Monitoring OOM kills helps you:

  • Detect undersized memory requests/limits
  • Identify memory leaks or inefficient code
  • Right-size workloads for cost optimization
  • Prevent production incidents

OOM Kill Detection Strategy

We suggest a two-tier approach:

  1. Reactive detection: Alert when OOM kills have occurred
  2. Proactive monitoring: Warn when memory usage exceeds requests (before hitting limits)

Why Monitor Against Requests vs Limits?

  • Limits trigger OOM kills: When a container exceeds its memory limit, the kernel OOMKills it
  • Requests indicate expected usage: When actual usage significantly exceeds requests, it suggests:
    • Requests are undersized (scheduling problems)
    • Memory usage is growing unexpectedly (potential leaks)
    • Workload characteristics have changed

Monitoring against requests provides early warning before containers approach their limits and get killed. This is especially valuable for cost optimization and capacity planning.

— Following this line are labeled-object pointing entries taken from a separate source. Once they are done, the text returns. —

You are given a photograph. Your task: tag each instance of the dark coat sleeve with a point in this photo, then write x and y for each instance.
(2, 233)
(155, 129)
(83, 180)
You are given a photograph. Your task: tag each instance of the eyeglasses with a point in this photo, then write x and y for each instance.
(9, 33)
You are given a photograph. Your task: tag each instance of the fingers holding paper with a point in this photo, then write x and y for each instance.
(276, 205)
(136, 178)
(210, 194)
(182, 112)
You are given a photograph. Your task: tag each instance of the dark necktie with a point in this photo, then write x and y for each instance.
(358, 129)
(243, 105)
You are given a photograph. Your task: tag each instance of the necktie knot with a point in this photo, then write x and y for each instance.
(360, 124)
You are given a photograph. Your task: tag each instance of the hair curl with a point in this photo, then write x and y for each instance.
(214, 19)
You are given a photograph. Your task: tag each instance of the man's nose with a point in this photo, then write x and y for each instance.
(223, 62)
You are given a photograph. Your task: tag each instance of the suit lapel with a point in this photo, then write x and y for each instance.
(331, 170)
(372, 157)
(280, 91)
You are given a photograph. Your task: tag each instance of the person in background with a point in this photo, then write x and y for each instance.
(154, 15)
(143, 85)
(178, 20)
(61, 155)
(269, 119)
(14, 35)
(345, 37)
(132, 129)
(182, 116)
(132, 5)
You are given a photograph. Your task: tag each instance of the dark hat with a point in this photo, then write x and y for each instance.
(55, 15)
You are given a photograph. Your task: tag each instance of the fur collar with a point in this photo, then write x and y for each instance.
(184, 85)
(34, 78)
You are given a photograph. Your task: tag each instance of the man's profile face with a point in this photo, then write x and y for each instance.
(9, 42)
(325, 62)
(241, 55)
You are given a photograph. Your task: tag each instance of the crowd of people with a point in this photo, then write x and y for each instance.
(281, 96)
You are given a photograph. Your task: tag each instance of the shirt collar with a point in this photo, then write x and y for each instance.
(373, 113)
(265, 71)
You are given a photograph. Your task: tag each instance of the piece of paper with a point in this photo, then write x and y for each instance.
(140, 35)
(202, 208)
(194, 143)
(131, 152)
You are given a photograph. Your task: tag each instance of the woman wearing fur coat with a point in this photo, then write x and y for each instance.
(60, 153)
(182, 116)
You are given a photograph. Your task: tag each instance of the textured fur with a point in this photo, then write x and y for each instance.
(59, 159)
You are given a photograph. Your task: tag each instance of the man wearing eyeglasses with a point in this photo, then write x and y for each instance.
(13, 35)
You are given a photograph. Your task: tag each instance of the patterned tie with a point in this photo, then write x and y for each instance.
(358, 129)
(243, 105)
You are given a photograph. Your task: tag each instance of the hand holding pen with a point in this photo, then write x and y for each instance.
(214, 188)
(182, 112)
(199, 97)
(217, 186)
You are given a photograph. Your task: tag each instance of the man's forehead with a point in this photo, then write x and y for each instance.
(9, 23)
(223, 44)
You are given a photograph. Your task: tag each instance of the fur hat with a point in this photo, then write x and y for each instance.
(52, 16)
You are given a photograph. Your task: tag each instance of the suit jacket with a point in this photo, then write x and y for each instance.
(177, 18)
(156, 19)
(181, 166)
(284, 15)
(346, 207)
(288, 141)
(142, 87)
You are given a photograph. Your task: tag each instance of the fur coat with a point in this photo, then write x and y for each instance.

Required Metrics Source: kube-state-metrics

kube-state-metrics provides metrics about OOMKills. This is an extremely common Kubernetes component that exposes pod and container state as Prometheus metrics.

Deployment: Most Kubernetes monitoring stacks (kube-prometheus-stack, etc.) include kube-state-metrics by default.

Verification:

# Check if kube-state-metrics is running
kubectl get pods -A | grep kube-state-metrics

# Verify OOM metrics are exposed
kubectl port-forward -n kube-system deployment/kube-state-metrics 8080:8080
curl http://localhost:8080/metrics | grep kube_pod_container_status_last_terminated_reason

Metrics for OOM Kill Detection

Reactive: Detecting OOM Kills

Primary metric (from kube-state-metrics):

kube_pod_container_status_last_terminated_reason{reason="OOMKilled"}

This metric indicates that a container's last termination was due to an OOM kill.

Labels:

  • namespace: Kubernetes namespace
  • pod: Pod name
  • container: Container name
  • reason: Termination reason (filter for "OOMKilled")

Example query - Current OOMKilled containers:

kube_pod_container_status_last_terminated_reason{reason="OOMKilled"} == 1

Example query - OOM kill rate over time:

sum(rate(kube_pod_container_status_restarts_total[5m])) by (namespace, pod, container)
  and on(namespace, pod, container)
  kube_pod_container_status_last_terminated_reason{reason="OOMKilled"} == 1

Proactive: Memory Pressure Detection

Monitoring against requests (from cAdvisor/kubelet):

# Memory usage as percentage of request
(
  container_memory_working_set_bytes{container!="", container!="POD"}
  /
  kube_pod_container_resource_requests{resource="memory"}
) * 100

Key metrics:

  • container_memory_working_set_bytes: Actual memory usage (what Kubernetes uses for eviction decisions)
  • kube_pod_container_resource_requests{resource="memory"}: Memory request for the container

Why container_memory_working_set_bytes? This metric excludes cached data that can be evicted, representing the true memory pressure. It's the same metric Kubernetes uses for OOM decisions.